- The Washington Times - Monday, July 16, 2007


Americans of a certain age will remember the procession of New Nixons that once marked American politics. Richard Nixon, it turns out, was the original Comeback Kid. He was about to be dropped as the Republican vice-presidential candidate in 1952 because of an overrated and now forgotten scandal (the Nixon Fund) but just about forced Dwight Eisenhower to keep him on the ticket by delivering a televised appeal that shamelessly exploited every redblooded American’s love for man’s best friend (the Checkers Speech).

Anybody who could outmaneuver Eisenhower — a savvy general staff officer who as Allied commander in Europe had managed the likes of Gen. George Patton, Field Marshal Bernard Montgomery and Gen. Charles De Gaulle in his time, and who as a politician had mastered the art of only looking simple — surely deserved the sobriquet Tricky Dick.

Having lost a razor-close election for president in 1960 to John F. Kennedy, Nixon was then decisively defeated when he ran for governor of California two years later. What a comedown. After that, even Richard Nixon must have thought Richard Nixon’s political career was over. (“You won’t have Nixon to kick around any more, because, gentlemen, this is my last press conference.”)

But by 1968, Nixon had become the Comeback Middle-Aged Man. He would be elected president that year over Hubert Humphrey by a hair.

Then came the whole agglomeration of White House follies, scandals and crimes collectively known as Watergate, and in 1974 Richard Milhous Nixon would became the only president of the United States ever forced to resign that high office in utter and deserved disgrace.

At the time surely no one could have envisioned Richard Nixon’s making still another comeback — except Richard Nixon, who by dint of sheer persistence proceeded to transform himself yet again, this time into a respected foreign-policy guru. Call him the Comeback Geezer.

Last week even Nixon’s presidential library staged a comeback. There was a time when the Nixon Library at Yorba Linda, Calif., was the only presidential library in the country denied presidential papers. And rightly so. Its namesake simply couldn’t be trusted with historical evidence. (Remember the 18½-minute gap on the White House tapes?)

The library’s exhibits were laughably one-sided and nary a discouraging word about Nixon was allowed under its roof. The result: Like the man it honored, his library would be treated as a pariah.

But last Wednesday, after almost 17 years outside the official system, the Nixon Library became part of the National Archives. One of the first acts of its new director, appointed last year, was to dismantle its exhibit on Watergate, which dismissed that whole cancerous mass of scandals and worse as a conspiracy on the part of Richard Nixon’s enemies.

Now the Nixon Library is less a shrine and more a real library. Some 78,000 Nixon papers — plus 11½ hours of audio tape — are being made available to the public, and some of us are actually looking forward to hearing that familiar, hollow basso profundo voice again.

At long last we’re all invited to pay attention to that man behind the curtain, and once again we’re fascinated.

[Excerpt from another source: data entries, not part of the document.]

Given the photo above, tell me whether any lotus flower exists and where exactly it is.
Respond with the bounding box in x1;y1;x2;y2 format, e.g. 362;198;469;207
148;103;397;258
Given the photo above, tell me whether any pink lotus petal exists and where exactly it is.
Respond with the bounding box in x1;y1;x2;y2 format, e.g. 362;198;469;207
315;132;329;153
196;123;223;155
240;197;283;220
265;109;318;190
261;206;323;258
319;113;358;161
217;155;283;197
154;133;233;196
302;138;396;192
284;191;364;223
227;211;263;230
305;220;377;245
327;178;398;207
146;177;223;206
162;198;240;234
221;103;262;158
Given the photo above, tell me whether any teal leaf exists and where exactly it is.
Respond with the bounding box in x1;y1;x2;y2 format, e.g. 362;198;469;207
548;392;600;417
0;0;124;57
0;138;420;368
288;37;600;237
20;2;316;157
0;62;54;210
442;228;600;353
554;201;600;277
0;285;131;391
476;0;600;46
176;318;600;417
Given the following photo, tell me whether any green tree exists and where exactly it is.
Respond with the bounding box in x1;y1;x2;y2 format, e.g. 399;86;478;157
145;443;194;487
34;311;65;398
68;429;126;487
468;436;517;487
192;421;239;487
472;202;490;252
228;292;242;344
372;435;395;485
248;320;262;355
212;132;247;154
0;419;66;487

Call him the Comeback Ghost this time. He has now become a star of opera (“Nixon in China”), of stage and screen (“Nixon/Frost”), the subject of a string of new books (like “Kissinger and Nixon” by Robert Dallek) and some juicy excerpts from his tapes should be on the airwaves soon. Nixon mania is back.

It’s not just the place of Nixon in history but in historiograpy, the history of history, that fascinates. There is much that another presidential library, the one here in Arkansas, might learn from the repeated rises and falls of Richard Nixon and his library in the country’s historical consciousness. Perhaps the most important lesson is the futility of trying to prettify the past or any president’s place in it. Each generation will make its own judgments, and only candid, complete disclosure may earn respect.

Tricky Dick, Slick Willie, they had some things in common. And those things might as well be faced, uncomfortable as the parallels might make defenders of both. But if the Nixon Library could finally throw out its ridiculously partisan version of Watergate, surely the Clinton Library can rethink its impeachment exhibit, and stop depicting L’Affaire Lewinsky and all that followed from it as just a right-wing conspiracy impure and simple.

If the Clinton Library cleaned up its act, and began to offer a reasonable facsimile of the past, its historical standards might rise to those finally embraced by an institution dedicated to the memory of Richard Nixon.

Paul Greenberg is a nationally syndicated columnist.